Die Oberflächenqualität ist ein wesentliches Unterscheidungsmerkmal: Die glatte, glänzende rote Oberfläche weist eine Rauheit (Ra) von lediglich 0,195 µm und eine Oberflächenspannung von weniger als 28 mN/m auf. Dadurch ist sie hochgradig beständig gegen Ablagerungen.
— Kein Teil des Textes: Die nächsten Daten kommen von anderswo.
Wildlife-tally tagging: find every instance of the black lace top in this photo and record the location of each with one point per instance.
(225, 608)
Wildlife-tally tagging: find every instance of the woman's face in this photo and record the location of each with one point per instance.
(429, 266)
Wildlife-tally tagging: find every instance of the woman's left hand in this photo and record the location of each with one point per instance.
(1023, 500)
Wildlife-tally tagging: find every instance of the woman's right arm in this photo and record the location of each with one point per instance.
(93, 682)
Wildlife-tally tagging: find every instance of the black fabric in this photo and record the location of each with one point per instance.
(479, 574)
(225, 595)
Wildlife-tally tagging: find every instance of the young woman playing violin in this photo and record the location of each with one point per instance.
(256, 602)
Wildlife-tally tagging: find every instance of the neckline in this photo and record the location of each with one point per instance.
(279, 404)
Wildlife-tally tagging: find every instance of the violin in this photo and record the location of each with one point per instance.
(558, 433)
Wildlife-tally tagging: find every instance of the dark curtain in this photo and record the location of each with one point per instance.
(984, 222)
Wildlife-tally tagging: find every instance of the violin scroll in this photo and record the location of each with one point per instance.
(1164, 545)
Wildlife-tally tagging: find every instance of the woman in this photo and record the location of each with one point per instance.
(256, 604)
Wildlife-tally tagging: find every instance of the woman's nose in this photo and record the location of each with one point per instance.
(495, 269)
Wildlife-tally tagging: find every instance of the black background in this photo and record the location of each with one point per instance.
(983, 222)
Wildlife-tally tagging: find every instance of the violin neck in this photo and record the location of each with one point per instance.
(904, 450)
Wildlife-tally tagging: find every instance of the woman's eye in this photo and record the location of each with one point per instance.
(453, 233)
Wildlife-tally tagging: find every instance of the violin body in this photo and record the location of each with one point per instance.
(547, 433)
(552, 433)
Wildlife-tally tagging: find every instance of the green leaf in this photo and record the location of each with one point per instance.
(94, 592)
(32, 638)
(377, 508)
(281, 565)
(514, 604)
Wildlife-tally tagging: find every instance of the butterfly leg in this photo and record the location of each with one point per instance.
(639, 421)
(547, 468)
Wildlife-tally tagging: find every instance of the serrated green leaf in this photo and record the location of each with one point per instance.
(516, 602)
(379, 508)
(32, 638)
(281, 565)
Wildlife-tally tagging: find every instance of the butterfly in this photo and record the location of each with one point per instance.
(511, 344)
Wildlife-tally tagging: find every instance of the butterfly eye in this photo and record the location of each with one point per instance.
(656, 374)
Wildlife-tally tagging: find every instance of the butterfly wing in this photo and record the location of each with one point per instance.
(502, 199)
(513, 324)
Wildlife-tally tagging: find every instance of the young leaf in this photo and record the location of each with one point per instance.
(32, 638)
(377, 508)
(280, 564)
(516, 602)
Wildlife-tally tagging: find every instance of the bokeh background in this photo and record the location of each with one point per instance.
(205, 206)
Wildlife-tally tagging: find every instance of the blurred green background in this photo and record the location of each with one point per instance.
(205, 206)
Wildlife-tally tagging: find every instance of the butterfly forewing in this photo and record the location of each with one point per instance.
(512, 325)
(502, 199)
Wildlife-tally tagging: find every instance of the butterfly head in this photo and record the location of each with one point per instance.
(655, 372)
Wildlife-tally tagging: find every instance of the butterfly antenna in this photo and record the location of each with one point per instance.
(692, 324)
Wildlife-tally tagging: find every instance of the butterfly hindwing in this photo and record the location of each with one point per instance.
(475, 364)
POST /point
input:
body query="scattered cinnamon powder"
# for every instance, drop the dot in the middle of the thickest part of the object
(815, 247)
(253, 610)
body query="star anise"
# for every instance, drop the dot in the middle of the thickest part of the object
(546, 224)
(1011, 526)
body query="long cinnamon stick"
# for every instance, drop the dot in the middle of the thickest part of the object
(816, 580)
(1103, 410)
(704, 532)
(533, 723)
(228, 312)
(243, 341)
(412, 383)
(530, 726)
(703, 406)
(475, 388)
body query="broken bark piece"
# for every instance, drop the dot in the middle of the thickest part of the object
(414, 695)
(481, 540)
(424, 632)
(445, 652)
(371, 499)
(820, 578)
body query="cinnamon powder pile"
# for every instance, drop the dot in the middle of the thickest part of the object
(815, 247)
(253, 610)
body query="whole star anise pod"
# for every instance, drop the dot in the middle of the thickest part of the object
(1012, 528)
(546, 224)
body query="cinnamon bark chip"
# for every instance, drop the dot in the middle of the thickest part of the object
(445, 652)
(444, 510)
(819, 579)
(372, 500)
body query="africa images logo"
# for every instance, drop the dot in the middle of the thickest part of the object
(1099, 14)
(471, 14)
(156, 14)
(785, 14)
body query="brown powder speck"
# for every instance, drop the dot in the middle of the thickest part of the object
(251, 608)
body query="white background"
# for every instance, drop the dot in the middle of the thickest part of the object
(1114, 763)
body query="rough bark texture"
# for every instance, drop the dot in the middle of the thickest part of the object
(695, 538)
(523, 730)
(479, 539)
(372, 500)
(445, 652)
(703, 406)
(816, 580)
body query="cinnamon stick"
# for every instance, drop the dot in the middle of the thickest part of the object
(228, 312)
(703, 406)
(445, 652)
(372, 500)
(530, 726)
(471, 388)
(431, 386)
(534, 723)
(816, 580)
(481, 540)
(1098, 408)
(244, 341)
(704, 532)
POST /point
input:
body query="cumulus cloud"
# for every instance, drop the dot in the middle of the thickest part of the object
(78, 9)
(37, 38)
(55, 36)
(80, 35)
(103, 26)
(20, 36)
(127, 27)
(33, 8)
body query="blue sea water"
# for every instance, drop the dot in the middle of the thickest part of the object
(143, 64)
Reparieren statt ersetzen: Kontaktieren Sie uns
Oberflächenschäden müssen nicht zwingend den Bauteilersatz bedeuten. Ob Lochfraß in Pumpengehäusen, korrodierte Rohrböden oder verschlissene Wellenzapfen: Die Epoxy-Composite-Spachtel-Systeme SÄKAPHEN bieten eine wirtschaftliche Alternative: das Bauteil instand zu setzen, seine ursprünglichen Abmessungen wiederherzustellen und es dauerhaft wieder in Betrieb zu nehmen.Wenden Sie sich an das technische Team von SÄKAPHEN, um das passende Produkt für Ihre spezifische Reparaturaufgabe zu besprechen.
FAQ
1. Können Composite-Spachtel mit Einbrennbeschichtungen überbeschichtet werden?
Ja. Ceramoclad 221 ist so formuliert, dass es mit Epoxy-Phenol- und Phenol-Einbrennbeschichtungen kompatibel ist. Damit eignet es sich hervorragend als Material zur Untergrundwiederherstellung, wenn anschließend eine Beschichtung mit einer Einbrennbeschichtung vorgesehen ist.
2. Ist für die Applikation dieses Spachtels ein spezielles Gerät erforderlich?
Nein: Ceramoclad 221 wird in einem Doppelkartuschensystem geliefert, das mit handelsüblichen Kartuschenpistolen kompatibel ist, und SÄKATONIT K 80 LS wird mit der Kelle appliziert und erfordert kein spezielles Dosiergerät. Beide Produkte können vor Ort ohne Werkstattinfrastruktur appliziert werden.
3. Was ist der Unterschied zwischen Ceramoclad 221 und SÄKATONIT K 80 LS?
Ceramoclad 221 ist für Hochtemperaturumgebungen optimiert und bietet eine breite Verträglichkeit mit verschiedenen Beschichtungssytemen, einschließlich Phenol-Einbrennbeschichtungen. SÄKATONIT K 80 LS ist für Anwendungen mit Wasserkontakt ausgelegt, bei denen hydrophobe Eigenschaften, Fouling-Beständigkeit und Schutz vor galvanischer Korrosion im Vordergrund stehen.